Era pura percusión. Percusión, percusión... percusión. Percusión, percusión. Más percusión.

Si cerraba los ojos le llegaba mejor, tan claro, que formar en su mente los trazos de su cuerpo, los rasgos de su cara, y sus delicados pies taconeando en el descansillo de piedra de la ecalera no le costaba trabajo alguno. Una figura delgada en un viejo vestido harapiento que él encontraba hermoso, una sonrisa descuidada pretendiendo modelar sus labios. Saltos elevados, ligereza de una pluma.

Farlan respiró, y con la gran exhalación en la que dejó vacíos sus pulmones dejó escapar también esa corta fantasía.

—Isabel...—se echó el hatillo al hombro luego de recogerlo todo, y fue a alcanzarla en el pequeño portal—. Nos vamos.

Cinco segundos pasaron antes de que ella le prestara atención, cinco segundos durante los que fue espectador del sencillo baile de pueblo que traía envivecido a su ser. Ahora, aquí afuera, ya no todo era tan callado: el aullido quedo del viento de la tarde servía de acompañamiento al compás de sus pisadas.

Tacón uno, tacón dos, tacón dos. Tacón uno. Una pirueta. Tacón.

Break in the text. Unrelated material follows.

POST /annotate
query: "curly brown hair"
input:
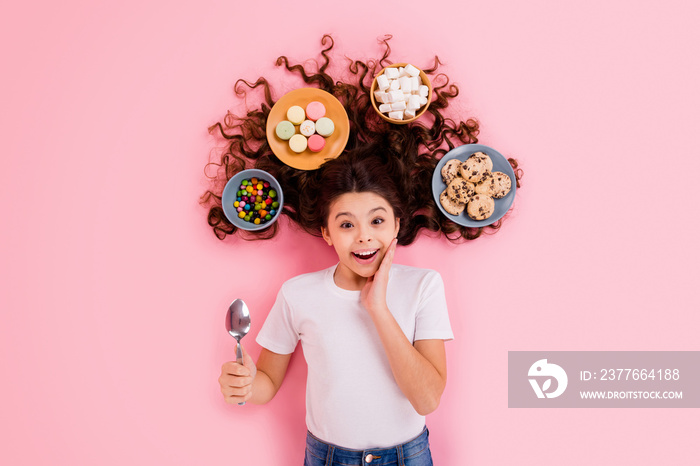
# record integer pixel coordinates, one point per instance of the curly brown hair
(395, 161)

¡Voilá...! —sentenció Isabel, dando un cabezazo hacia atrás para deshacer la exagerada genuflexión que había puesto para cerrar. Minúsculos instantes después, los rebeldes cabellos de su flequillo informe estuvieron haciendo de las suyas mientras trataban de caer en el lugar apropiado de su frente. Y ella empezó a reír.

Para la claridad de conciencia de Farlan eso fue un detonador de desconcierto.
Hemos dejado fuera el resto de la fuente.